Hoops notebook: Wayde Sims producing inside and out in expanded role

By CODY WORSHAM | Tiger Rag Editor

When Wayde Sims was young, his friends would always force him left when they guarded him. It’s a common instruction to young defenders: push the attacker to his weaker hand.

Sims learned early to take what the defense gives him. So when he floats in one of his left-handed runners with the ease of a southpaw, it’s a common mistake for observers to assume that’s his dominant hand.

Instead, it’s the finely-crafted weak hand of a righty, honed through hours of Zen-like acceptance of his surroundings.

“They would always send me left,” he says. “I guess that’s how I got my left hand so nice.”

Those lessons have proven critical in his young LSU career, particularly now as he and junior Aaron Epps bear the burden of manning the post in the absence of junior forward Craig Victor, dismissed from the team before the start of SEC play.

While Epps has earned the starts, it’s Sims who has stuffed the box scores off the bench. The freshman, a five-year starter for University High just across campus, enters Saturday’s 2:30 p.m. tipoff vs. Mississippi State (SEC Network) as the Tigers’ second-leading scorer (12.0) and leading rebounder (8.0) in SEC play, and he’s doing his damage as the first big subbed in the game.

Sims isn’t used to being a sub quite yet, but he’s learning to love his role as a reserve.

“When I come off the bench, I like to sit and see where the open spots are, so I can flash and get easy buckets,” he said.

How easy those buckets actually are is up for debate, but Sims has made scoring at the Division 1 level look far easier than it actually is. He’s the most efficient player on the team, with an LSU-best 125.0 offensive rating, which ranks fifth in the SEC, according to KenPom.com. He’s shooting 53 percent from the floor, 50 percent on mid-range jumpers, and 45 percent from 3, including four triples in 82 seconds against Vanderbilt to spark a comeback attempt.

The deep ball is a new wrinkle in his game after a prep career spent mostly in the paint.

“I always thought I did have a shot,” he said. “I just never had to use it in high school.”

In fact, LSU recruited Sims, who stands 6-foot-6, to play more on the perimeter. He began the season working with the wings, but by necessity he’s back on the block, where he concedes a couple of inches to most SEC power forwards. That hurts him defensively, where he gives up about a point per possession, including 1.182 on post up plays, which ranks in the fifth percentile nationally, according to Synergy Sports.

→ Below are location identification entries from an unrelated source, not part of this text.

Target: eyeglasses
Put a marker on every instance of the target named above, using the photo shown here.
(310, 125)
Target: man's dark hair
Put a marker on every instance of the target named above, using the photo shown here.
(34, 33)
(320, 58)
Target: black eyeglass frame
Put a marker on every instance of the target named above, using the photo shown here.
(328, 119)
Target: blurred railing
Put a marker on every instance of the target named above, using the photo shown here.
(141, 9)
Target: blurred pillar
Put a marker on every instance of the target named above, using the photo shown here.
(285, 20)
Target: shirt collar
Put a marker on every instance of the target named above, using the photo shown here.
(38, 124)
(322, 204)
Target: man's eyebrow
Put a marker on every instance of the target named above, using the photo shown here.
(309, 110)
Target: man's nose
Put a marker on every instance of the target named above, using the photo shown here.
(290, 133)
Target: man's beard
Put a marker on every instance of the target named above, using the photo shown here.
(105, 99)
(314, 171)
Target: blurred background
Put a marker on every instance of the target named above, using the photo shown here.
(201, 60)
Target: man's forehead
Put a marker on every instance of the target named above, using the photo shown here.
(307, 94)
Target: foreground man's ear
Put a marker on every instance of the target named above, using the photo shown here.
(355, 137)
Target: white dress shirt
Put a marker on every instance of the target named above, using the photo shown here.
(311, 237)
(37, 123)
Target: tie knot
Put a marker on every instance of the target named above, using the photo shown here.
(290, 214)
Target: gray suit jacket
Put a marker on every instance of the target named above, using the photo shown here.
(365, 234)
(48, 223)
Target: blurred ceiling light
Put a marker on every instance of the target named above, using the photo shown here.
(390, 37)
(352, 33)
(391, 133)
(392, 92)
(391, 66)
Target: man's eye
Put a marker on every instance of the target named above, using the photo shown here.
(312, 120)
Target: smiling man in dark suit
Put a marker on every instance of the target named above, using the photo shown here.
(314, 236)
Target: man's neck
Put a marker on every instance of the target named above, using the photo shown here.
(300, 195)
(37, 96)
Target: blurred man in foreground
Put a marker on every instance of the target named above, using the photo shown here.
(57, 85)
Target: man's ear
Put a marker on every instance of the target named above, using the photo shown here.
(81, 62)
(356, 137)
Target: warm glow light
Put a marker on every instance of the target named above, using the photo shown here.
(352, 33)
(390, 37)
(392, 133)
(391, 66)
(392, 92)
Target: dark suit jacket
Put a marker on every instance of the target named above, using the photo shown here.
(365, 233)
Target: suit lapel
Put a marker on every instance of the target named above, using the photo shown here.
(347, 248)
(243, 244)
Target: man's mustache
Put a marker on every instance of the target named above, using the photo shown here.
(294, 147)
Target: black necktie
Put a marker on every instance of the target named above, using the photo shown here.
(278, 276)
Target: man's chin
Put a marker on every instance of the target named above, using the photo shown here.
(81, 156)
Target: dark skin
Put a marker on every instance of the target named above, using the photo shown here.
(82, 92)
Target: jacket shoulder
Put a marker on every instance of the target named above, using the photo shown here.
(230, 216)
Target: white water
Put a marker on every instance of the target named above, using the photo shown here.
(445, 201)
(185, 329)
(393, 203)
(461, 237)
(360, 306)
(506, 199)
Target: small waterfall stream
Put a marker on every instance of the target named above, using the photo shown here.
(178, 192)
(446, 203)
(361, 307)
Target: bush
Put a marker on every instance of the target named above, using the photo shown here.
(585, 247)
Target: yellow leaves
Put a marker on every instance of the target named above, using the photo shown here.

But he’s a very good perimeter defender, thanks to a 6-foot-9 wingspan and quick feet. Jump shooters are getting only 0.5 points per possession when he closes them out, which ranks in the 94th percentile nationally. He’s also a good team defender, quick to provide help, which is why LSU gives up about five points per 100 possessions fewer and holds opponents five percentage points lower from the field when Sims plays, according to OpenLookAnalytics.com.

On the other end of the floor, he’s a mismatch for both bigs, who are too clumsy and slow-footed to chase him to the perimeter, and guards, who can’t handle his size. Sims is a crafty scorer, particularly as a cutter when his fellow big has the ball. He’s scoring 1.7 points per possession when he cuts, the best number in the SEC.

“He’s one of those guys that understands the importance of how to move without the basketball in the post,” said LSU head coach Johnny Jones. “He’s effective at scoring from different areas, be it in the paint or getting behind defenders and going at the rim and getting a shot up over tall opponents. He shoots a high percentage and takes care of the ball. He’s been a really good threat for us all year long. We know that he’s only going to continue to grow and continue to get better.”

Add it all up, and Sims has quickly become one of LSU’s most valuable players. The Tigers outscore opponents by 9 points per 100 possessions when he plays. That number is tied with Jalyn Patterson for the best figure on the team, and is 14 points per 100 possessions better than the -5 Victor finished his season with.

Sims knows he has room to grow, particularly as a defender. With Victor gone, he’ll get plenty of chances.

“Just continuing to play strong defensively, getting stops,” he said. “Offensively, continue doing what I’m doing.”


  • After getting a DNP-Coaches’ Decision against Vanderbilt, Kieran Hayward gave LSU 16 minutes off the bench against Missouri. He hit a big 3 in the second half to cap off a decisive 9-0 LSU run, but it was his defense that got and kept him in the game. LSU is giving up just 0.98 points per 100 possessions when he plays. That’s the best number for any individual in the rotation, and it was down to 0.76 against Missouri. “He’s really grown on that end,” said Antonio Blakeney. “He’s focused on that a lot and shown some of the older guys what needs to be done sometimes.”
  • Blakeney has scored 20 points or more in three straight games for the second time in his career. He’s leading the SEC in minutes per game (33.2), and he’s shooting 54.3 percent from the floor in his last six outings.
  • Epps suffered a sprained ankle against Charleston, which caused him to miss the Wake Forest game. He said he was about ’80 percent’ for Vanderbilt but feels closer to 100 percent.
  • Skylar Mays and Jalyn Patterson have combined for 16 assists and zero turnovers in LSU’s first two SEC games at the point guard spot.